The move comes amid two notable currents: First, OpenAI recently announced a search engine product called SearchGPT, though it’s still a prototype. That product genuinely could compete with the Bing search engine. But more importantly, antitrust regulators are sniffing around the relationship between the two companies, looking for anticompetitive behavior. Both the United Kingdom’s Competition and Markets Authority and the US Federal Trade Commission are investigating the two companies — so much that Microsoft recently ditched its OpenAI board seat.
So, are the two AI giants friends or foes? Well, it’s complicated.
A chip bottleneck
Margrethe Vestager, the European Union’s competition chief, has warned of a “huge bottleneck” involving Nvidia. The US semiconductor company plays a pivotal role in designing chips necessary for training and running artificial intelligence models and applications — good for 80% of the market. In recent months, Nvidia has become a $3.1 trillion company — now the third-most-valuable firm in the world behind only Microsoft and Apple.
It’s too much of a good thing: NVIDIA’s chips are so in demand that it can’t make enough for AI firms looking to train bigger and better models.

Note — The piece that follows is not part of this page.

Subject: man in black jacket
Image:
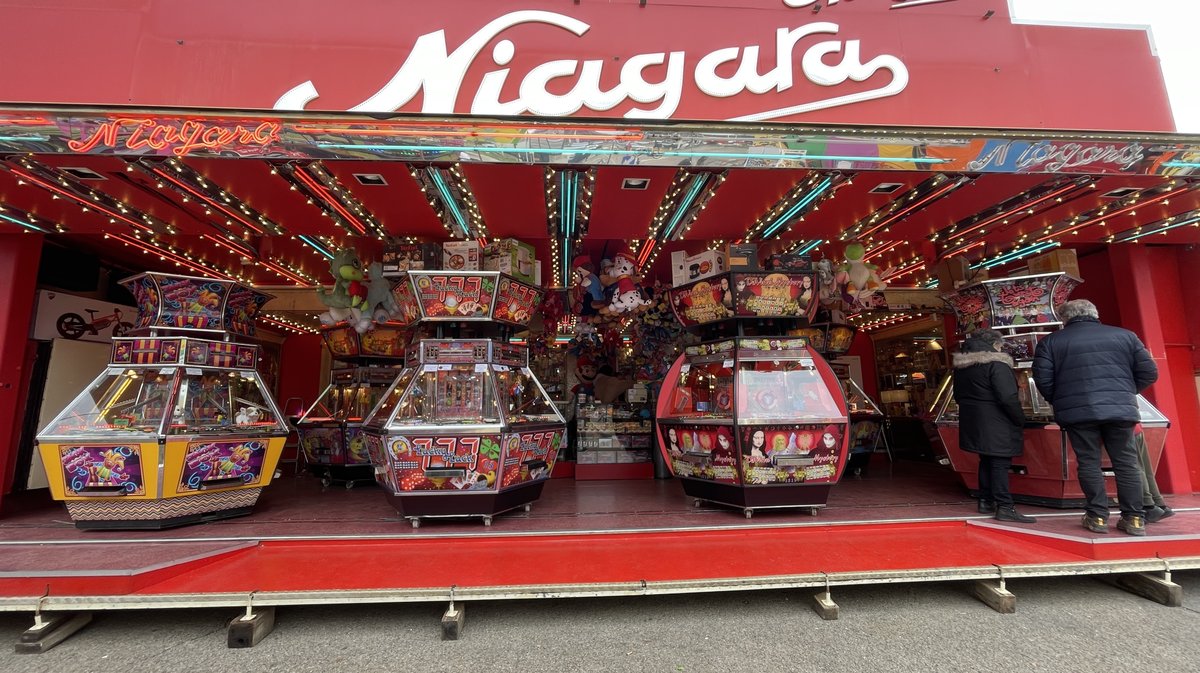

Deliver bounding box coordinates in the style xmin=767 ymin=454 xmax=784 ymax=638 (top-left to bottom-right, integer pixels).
xmin=1033 ymin=299 xmax=1158 ymax=535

EU regulators are starting to wonder whether that bottleneck raises concerns over fair competitive markets.
In Singapore, Vestager told Bloomberg that the EU’s watchdogs are asking preliminary questions of Nvidia but haven’t made up their mind about any further regulatory steps. Vestager said a robust secondary market could relieve competitive concerns, implying that as long as Nvidia respects smaller firms it should stay in antitrust regulators’ good graces. Meanwhile, AMD and Intel are looking to close the gap with Nvidia, something that intense regulatory scrutiny on the market leader might aid.